Wavetable Synthesizer

Overview

This project is a real-time, MIDI-controlled wavetable synthesizer built in C++. It takes a pre-recorded waveform stored in a WAV file and plays it back at different speeds to produce pitched musical notes, a technique known as wavetable synthesis. A MIDI controller (such as a keyboard) drives the instrument in real time: pressing keys triggers notes, the pitch wheel bends them, and the modulation wheel adds vibrato. Audio output is rendered sample-by-sample through a PortAudio callback, while PortMIDI handles incoming MIDI events on a separate thread. The synthesizer supports two-voice polyphony with ADSR amplitude envelopes, giving each note a natural attack-sustain-release shape. My contribution was the WavetableSynth and a supporting library classes (AudioData, Resample, ADSR, MidiIn) that provide the synthesis engine, MIDI event handling, and voice management logic; a driver was also provided by the course material.

Wavetable Playback and Pitch Control

At the heart of the synthesizer is a single-cycle waveform that is provided by the user. Rather than generating waveforms mathematically, the synth reads this recorded sample and loops through a specific region of it (samples 10070–17439) to sustain a tone. To produce different pitches, the playback rate is scaled relative to A4 (440 Hz) using the standard equal-temperament formula:

frequency = 440 * 2^((note - 69) / 12)
speedup   = (frequency / 440) * (44100 / sample_rate)

A Resample object handles the variable-rate playback, interpolating between samples so that non-integer step sizes still produce smooth output. This approach means that a single stored waveform can cover the entire MIDI note range simply by reading through it faster or slower.

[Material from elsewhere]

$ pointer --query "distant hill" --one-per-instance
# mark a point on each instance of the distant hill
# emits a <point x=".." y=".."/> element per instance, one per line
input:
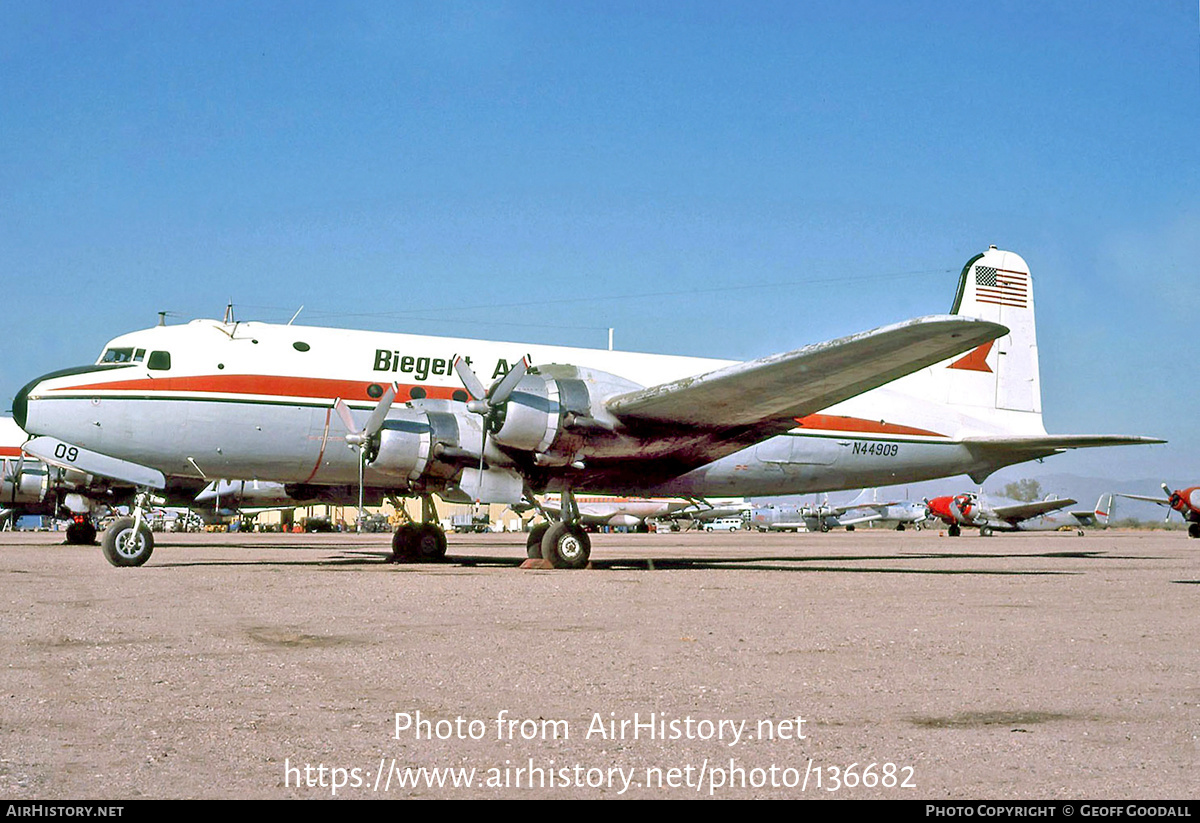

Voice Allocation and Polyphony

The synthesizer supports two simultaneous voices, each backed by its own Resample reader and ADSR envelope. When a MIDI Note On event arrives, the allocator searches for an open slot. If both slots are occupied, it attempts note reclamation: a voice whose envelope has decayed below -48 dB is considered silent enough to steal. As a last resort, the voice playing the oldest (lowest-numbered) note is stolen outright. Each voice tracks its assigned MIDI note number so that the corresponding Note Off event can correctly release it by transitioning its envelope into the release phase. This keeps the output clean—notes fade out naturally rather than cutting off abruptly, even when the player exceeds the two-voice limit.

ADSR Envelope

Every voice is shaped by an ADSR (Attack, Decay, Sustain, Release) envelope generator that modulates amplitude over time. The envelope is configured with an attack time of 0.1 seconds, decay and release times of 0.69 seconds, and a sustain level of 0.9. On a Note On event the envelope resets and ramps up through attack and decay to the sustain level, where it holds until the key is released. On Note Off, the envelope enters its release phase and fades to silence. The envelope’s current value is multiplied into the output each sample, giving notes an organic volume contour rather than a flat, gated sound. The -48 dB threshold used during voice reclamation ties directly into the envelope: a voice is only considered available for stealing once its release tail has become essentially inaudible.

Real-Time MIDI Expression

Beyond basic note playback, the synthesizer responds to three continuous MIDI controllers to add expressiveness. The pitch wheel maps its full range to +/-200 cents (two semitones), allowing smooth pitch bends between notes. The modulation wheel (CC#1) controls vibrato depth, also scaled to a maximum of +/-200 cents, applied through a 1 Hz sine-wave LFO that continuously modulates pitch. These two offsets are summed and fed into each voice’s Resample object every sample, so bends and vibrato interact naturally. Finally, volume (CC#7) scales the master output level from 0 to unity. All three controllers update shared state that affects every active voice simultaneously, and a fixed 0.3 mix factor at the output stage prevents clipping when both voices sound at full amplitude.